Collecte sélective : des améliorations

La cour des Comptes salue le travail d'Eco-Emballages malgré quelques ratés

> Eco-Emballages : Le Syndicat des Eaux de Sources participe, par l'intermédiaire d'Eco-Emballages, à la collecte sélective des bouteilles usagées en PET et à leur recyclage. Il contribue financièrement à un organisme agréé par les Pouvoirs Publics (Eco-Emballages) depuis 1992. Cette contribution est visible sur chaque emballage par la figuration d'un logo Point Vert.


La Société Eco-Emballages s'attire aujourd'hui les louanges de la Cour des comptes. La crise a été « gérée et surmontée avec prudence et efficacité », saluent les magistrats financiers dans un rapport définitif encore non publié mais dont le journal "Les Echos" a obtenu une copie. 
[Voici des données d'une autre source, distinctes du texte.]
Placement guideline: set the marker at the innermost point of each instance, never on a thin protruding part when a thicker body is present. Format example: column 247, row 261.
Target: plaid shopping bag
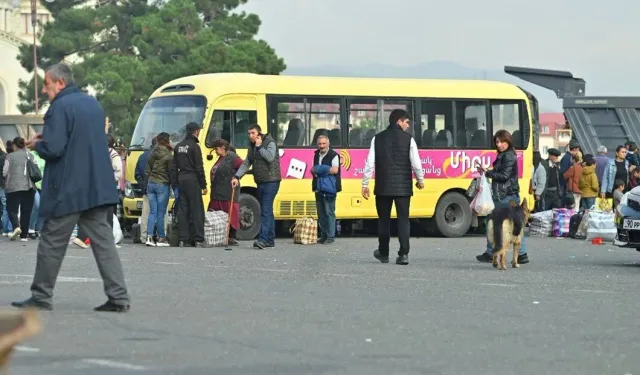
column 562, row 221
column 215, row 228
column 305, row 231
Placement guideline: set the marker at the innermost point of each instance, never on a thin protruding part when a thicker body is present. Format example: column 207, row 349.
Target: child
column 618, row 192
column 634, row 181
column 589, row 186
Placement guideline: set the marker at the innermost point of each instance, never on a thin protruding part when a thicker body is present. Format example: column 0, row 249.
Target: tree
column 127, row 49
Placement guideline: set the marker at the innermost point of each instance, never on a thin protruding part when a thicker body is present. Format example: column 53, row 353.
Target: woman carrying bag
column 222, row 173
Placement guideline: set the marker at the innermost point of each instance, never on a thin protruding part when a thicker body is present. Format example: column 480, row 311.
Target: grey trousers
column 54, row 239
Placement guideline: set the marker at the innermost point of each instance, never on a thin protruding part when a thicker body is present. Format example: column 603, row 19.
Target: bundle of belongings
column 627, row 220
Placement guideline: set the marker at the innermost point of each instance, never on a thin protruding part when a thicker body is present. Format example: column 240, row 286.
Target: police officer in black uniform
column 188, row 174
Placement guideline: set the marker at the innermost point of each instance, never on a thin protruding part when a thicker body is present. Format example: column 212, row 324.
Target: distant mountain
column 429, row 70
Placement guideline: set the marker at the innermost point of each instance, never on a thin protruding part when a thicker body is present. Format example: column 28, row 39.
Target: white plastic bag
column 117, row 231
column 482, row 204
column 601, row 224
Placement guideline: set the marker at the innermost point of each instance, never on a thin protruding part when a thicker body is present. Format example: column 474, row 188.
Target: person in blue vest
column 326, row 184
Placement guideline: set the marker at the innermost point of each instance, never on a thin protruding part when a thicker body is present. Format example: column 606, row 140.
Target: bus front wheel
column 249, row 217
column 453, row 215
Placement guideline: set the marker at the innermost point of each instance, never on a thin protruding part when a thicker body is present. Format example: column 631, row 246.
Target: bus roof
column 214, row 85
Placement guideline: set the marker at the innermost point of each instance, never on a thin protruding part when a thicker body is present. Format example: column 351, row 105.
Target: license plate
column 630, row 224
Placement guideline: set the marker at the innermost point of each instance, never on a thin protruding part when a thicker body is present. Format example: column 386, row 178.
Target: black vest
column 326, row 160
column 263, row 171
column 393, row 174
column 221, row 183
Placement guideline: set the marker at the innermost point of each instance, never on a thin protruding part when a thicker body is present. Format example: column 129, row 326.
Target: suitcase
column 574, row 223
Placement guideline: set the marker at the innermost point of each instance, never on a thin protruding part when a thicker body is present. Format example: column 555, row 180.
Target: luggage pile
column 595, row 223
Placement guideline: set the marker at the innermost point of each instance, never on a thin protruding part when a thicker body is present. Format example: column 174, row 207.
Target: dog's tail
column 497, row 230
column 518, row 220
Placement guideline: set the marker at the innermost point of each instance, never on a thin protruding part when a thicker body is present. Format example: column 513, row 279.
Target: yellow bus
column 453, row 123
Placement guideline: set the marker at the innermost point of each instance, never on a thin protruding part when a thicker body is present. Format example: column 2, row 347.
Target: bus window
column 369, row 116
column 506, row 116
column 364, row 121
column 242, row 121
column 437, row 124
column 324, row 119
column 220, row 127
column 471, row 125
column 291, row 115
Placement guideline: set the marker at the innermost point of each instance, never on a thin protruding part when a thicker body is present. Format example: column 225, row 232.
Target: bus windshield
column 167, row 114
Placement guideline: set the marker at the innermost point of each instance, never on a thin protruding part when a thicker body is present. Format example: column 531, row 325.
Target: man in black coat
column 188, row 174
column 394, row 155
column 77, row 187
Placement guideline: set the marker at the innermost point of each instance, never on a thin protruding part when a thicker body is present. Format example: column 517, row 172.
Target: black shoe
column 31, row 303
column 402, row 260
column 523, row 259
column 484, row 258
column 378, row 256
column 112, row 307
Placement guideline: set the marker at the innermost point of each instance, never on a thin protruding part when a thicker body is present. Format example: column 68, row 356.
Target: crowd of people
column 577, row 179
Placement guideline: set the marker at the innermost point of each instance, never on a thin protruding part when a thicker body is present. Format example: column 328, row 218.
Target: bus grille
column 297, row 208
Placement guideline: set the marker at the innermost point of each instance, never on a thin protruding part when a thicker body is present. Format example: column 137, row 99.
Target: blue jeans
column 158, row 195
column 326, row 207
column 587, row 203
column 505, row 203
column 6, row 223
column 36, row 223
column 267, row 192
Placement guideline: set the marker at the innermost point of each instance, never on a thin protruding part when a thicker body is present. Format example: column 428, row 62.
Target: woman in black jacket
column 504, row 185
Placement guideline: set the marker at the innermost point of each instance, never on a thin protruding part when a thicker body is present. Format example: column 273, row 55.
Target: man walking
column 77, row 188
column 393, row 154
column 263, row 155
column 188, row 174
column 326, row 184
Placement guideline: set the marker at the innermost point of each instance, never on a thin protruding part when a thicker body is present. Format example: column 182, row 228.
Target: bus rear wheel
column 249, row 217
column 453, row 215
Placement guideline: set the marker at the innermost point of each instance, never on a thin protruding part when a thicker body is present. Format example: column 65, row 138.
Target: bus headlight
column 128, row 190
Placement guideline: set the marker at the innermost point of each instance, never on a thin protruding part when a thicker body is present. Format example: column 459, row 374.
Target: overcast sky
column 595, row 40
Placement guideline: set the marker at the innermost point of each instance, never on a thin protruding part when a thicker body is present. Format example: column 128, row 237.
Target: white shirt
column 414, row 156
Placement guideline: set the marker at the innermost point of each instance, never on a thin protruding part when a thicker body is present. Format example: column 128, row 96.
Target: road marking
column 60, row 278
column 268, row 270
column 593, row 291
column 496, row 284
column 22, row 348
column 338, row 274
column 114, row 364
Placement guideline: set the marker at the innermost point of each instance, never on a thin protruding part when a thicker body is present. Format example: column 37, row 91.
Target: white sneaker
column 15, row 234
column 150, row 242
column 78, row 242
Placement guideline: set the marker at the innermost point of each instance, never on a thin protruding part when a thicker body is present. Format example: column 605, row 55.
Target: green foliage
column 126, row 50
column 26, row 95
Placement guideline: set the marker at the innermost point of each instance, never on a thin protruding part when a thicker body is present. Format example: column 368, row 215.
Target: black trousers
column 383, row 206
column 191, row 211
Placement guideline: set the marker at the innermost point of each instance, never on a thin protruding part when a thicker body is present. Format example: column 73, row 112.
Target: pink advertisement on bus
column 297, row 163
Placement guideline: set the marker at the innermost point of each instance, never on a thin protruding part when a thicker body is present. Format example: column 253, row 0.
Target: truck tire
column 453, row 215
column 249, row 217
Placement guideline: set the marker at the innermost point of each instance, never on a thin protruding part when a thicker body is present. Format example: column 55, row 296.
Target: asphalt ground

Surtout, les juges de la rue Cambon valident le système sur lequel reposent les interventions de cet éco-organisme créé en 1992, système repris depuis par d'autres, comme Eco-Folio (papier, cartons). Société de droit privé, Eco-Emballages a été la première à recueillir les contributions obligatoires des entreprises, en l'occurrence celles responsables de la diffusion d'emballages ménagers (50.000 au total) et en a redistribué le montant (plus de 4 milliards depuis 1993) aux collectivités locales pour financer les services de collecte sélective des déchets qui en résultent. "Le prélèvement libératoire versé par les émetteurs d'emballages ménagers et le statut des éco-organismes permettent une implication indispensable de l'industrie", estiment les auteurs du rapport.
 
67 % des emballages recyclés

Ce dispositif dit de "responsabilité élargie du producteur" (REP) a notamment poussé les entreprises à alléger leurs emballages : en vingt ans, leur poids moyen a diminué de 20 %. Une industrie du recyclage a également émergé, ce qui permet aujourd'hui de recycler 67 % des déchets d'emballages.
 
Mais malgré ces "incontestables progrès", Eco-Emballages reste nettement en deçà de l'objectif fixé pour 2012 : atteindre un taux national de recyclage de 75 %. Un raté qui a de quoi surprendre, la contribution des entreprises ayant été relevée en 2010 afin de couvrir 80 % des coûts de collecte et de tri. Appliquée en 2010, cette hausse "n'est pas (encore ?) corrélée à une augmentation des résultats en terme de tri", observe la Cour des comptes.  
D'où vient " l'erreur " ? En partie "du dispositif lui-même qui fait peser sur les éco-organismes des obligations dont la réalisation dépend très largement de tiers ", indique le rapport en pointant les collectivités territoriales. De fait, le niveau de performance d'un service de collecte sélective varie fortement d'une intercommunalité à l'autre : 100 kilos par an et par habitant pour les plus efficientes contre 24,8 kilos en moyenne chez celles qui le sont le moins. "Les chiffres qui ont été utilisés pour définir le coût de référence d'un service optimisé ont été fixés de manière peu exigeante et sont peu représentatifs de situations hétérogènes", déplorent les juges financiers.